Londres 2012 : on prolonge en musique avec Roxy Music !

Londres 2012 s’achève ; on se console en musique avec les Rolling Stones, les Small Faces, les Kinks, mais aussi et surtout Roxy Music, groupe pionnier d’une esthétique décadente qui annonçait les sublimes outrances de la fin des années 70.

Certains d’entre nous n’ont pas la chance d’être à Londres ni d’avoir l’occasion de découvrir Blur sur scène. Ils appréhendent même le grand vide : que vont-ils faire de leur matinée sans Louise Ekland et ses émissions sur France 2 en direct de son double-decker bus, et sans les rendez-vous de natation et d’athlétisme du soir. Et s’ils retournaient à ce qui leur fait le plus plaisir, à savoir écouter de la musique ? Justement, ces J.O. londoniens ont été l’occasion de quelques belles bandes sons à la télévision, un peu comme si les journalistes français redécouvraient leurs amours premières pour la pop. Tout cela, on le sait, se termine en “apothéose” avec les Spice Girls* ce soir ; il paraît que les Anglais vont se réveiller face à une dure réalité post-olympique, ils en auront déjà un avant-goût avec la cérémonie de clôture.

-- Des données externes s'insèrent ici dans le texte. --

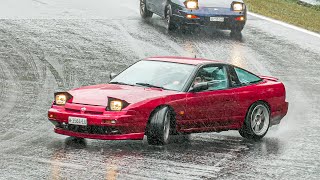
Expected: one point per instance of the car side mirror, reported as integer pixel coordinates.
(200, 87)
(112, 75)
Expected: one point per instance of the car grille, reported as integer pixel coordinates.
(103, 130)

J’en reviens à mon propos initial : qu’est-ce qu’on fait demain ? Comment gère-t-on notre post-coïtum olympique – britannique, qui plus est – à nous ? Eh bien, justement, en écoutant de la musique pop anglaise. L’actualité nous en donne merveilleusement l’occasion : les 50 ans des Rolling Stones – magnifiques publications d’un ouvrage rétrospectif de photos, mais aussi nouvelle traduction de Dance with the Devil, le chef d’œuvre de Stanley Booth chez Flammarion –, les rééditions remastérisés des Small Faces, l’un des meilleurs groupes de rhythm and blues anglais dans les années 60, ou le coffret so british des Kinks at the BBC, un hommage détourné à l’un des fleurons de la pop sixties dans son antre, la séduisante institution qui a accompagné les plus grandes révolutions musicales de ces 60 dernières années. Bref, des heures et des heures de musique et d’images made in England.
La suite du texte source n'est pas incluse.